Incitation à la haine envers des enfants et jeunes non conformes aux normes de genre

Ce qui semble échapper à l’analyse publique, c’est la dimension intrinsèquement homophobe du discours porté par Le Syndicat de la Famille. Leur rhétorique repose sur l’idée que les personnes homosexuelles ne naîtraient pas telles, mais seraient le produit d’une « société wokiste » qui pervertirait les enfants en remettant en cause la binarité de genre et la complémentarité sexuée. Une telle conception fortifie tout fondement idéologique des discriminations et violences à l’encontre des personnes homosexuelles et lesbiennes, que de nombreux travaux en sociologie et en psychologie sociale ont documenté.

La campagne d’affichage diffusée par Le Syndicat de la Famille participe de cette logique : loin de se limiter à une critique des politiques éducatives « wokistes », elles alimentent une représentation dévalorisante des minorités sexuelles chez les enfants. Ce discours peut avoir des conséquences concrètes sur la santé mentale et la sécurité des jeunes homosexuels et lesbiennes, qui ne se conforment pas aux codes de genre binaires.

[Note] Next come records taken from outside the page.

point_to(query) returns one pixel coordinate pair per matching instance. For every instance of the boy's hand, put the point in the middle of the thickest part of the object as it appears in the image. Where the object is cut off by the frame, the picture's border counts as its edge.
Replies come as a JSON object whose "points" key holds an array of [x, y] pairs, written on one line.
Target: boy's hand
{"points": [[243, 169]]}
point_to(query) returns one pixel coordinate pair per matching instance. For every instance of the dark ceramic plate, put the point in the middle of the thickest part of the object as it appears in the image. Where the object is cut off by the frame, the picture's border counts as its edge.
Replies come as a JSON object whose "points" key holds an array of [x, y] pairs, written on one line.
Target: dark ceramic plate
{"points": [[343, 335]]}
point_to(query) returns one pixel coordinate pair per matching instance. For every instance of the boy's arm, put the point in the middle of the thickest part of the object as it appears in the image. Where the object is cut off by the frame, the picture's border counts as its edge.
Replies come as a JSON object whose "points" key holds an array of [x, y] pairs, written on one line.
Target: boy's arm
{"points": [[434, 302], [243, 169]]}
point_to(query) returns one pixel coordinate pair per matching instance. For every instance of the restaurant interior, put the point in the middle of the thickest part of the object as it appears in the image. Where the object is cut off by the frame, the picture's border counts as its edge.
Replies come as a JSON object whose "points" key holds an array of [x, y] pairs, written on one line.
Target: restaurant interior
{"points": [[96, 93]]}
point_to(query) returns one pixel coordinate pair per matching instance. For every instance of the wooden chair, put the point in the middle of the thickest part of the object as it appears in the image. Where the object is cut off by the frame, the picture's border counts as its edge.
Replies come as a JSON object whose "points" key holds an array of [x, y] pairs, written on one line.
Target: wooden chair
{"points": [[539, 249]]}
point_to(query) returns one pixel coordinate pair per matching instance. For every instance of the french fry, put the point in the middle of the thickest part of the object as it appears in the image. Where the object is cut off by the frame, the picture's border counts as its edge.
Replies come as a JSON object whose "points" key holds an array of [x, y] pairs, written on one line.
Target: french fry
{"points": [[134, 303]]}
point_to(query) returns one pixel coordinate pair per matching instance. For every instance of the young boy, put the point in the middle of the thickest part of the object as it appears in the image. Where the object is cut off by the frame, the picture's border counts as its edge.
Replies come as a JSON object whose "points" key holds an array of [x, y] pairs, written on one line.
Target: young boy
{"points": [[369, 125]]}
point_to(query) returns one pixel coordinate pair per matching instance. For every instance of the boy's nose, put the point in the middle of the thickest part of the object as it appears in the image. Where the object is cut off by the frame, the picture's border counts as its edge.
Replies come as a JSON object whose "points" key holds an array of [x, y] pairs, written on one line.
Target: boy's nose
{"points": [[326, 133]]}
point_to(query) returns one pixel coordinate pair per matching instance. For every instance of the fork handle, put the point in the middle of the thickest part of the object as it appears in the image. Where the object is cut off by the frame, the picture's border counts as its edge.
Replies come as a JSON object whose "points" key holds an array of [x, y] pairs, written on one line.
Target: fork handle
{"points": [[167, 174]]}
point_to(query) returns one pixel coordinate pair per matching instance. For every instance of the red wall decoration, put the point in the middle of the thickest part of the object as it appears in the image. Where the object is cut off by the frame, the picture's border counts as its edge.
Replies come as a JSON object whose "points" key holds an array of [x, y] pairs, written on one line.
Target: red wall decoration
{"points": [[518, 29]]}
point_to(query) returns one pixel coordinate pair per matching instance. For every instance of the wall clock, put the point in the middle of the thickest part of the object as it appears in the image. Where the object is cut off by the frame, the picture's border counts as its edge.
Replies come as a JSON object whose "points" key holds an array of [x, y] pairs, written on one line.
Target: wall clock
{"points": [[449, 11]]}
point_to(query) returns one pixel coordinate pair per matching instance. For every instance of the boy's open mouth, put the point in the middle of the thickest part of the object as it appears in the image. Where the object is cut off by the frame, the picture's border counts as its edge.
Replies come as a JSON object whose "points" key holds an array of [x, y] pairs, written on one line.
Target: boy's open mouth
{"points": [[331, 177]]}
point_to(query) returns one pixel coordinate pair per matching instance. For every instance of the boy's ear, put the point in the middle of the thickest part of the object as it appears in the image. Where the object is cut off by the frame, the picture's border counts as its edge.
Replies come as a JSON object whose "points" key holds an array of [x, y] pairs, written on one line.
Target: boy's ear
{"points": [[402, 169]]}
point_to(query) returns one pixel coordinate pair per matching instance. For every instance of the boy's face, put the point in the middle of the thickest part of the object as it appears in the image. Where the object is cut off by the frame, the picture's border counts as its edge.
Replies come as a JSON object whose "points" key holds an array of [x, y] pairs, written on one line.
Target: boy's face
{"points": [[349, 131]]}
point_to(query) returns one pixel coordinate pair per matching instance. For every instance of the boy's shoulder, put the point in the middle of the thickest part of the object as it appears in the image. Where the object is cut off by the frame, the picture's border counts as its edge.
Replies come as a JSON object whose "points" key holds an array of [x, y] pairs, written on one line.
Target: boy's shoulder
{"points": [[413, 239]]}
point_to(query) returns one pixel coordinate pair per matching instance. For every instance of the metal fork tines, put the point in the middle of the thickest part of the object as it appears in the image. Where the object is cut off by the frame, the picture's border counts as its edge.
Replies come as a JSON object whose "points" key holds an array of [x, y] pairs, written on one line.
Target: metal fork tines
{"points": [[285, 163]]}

Ainsi, derrière un discours de « défense de la famille et des enfants », se profile une vision du monde où l’hétérosexualité est érigée en norme naturelle, tandis que la diversité des orientations sexuelles et des identités de genre est perçue comme une menace civilisationnelle à éradiquer, parfois par des moyens symboliquement ou physiquement violents. De leur côté, les responsables politiques et les institutions de l’État semblent démunis, voire en retrait, face à ces discours qui incitent à la haine homophobe et transphobe dans l’espace public.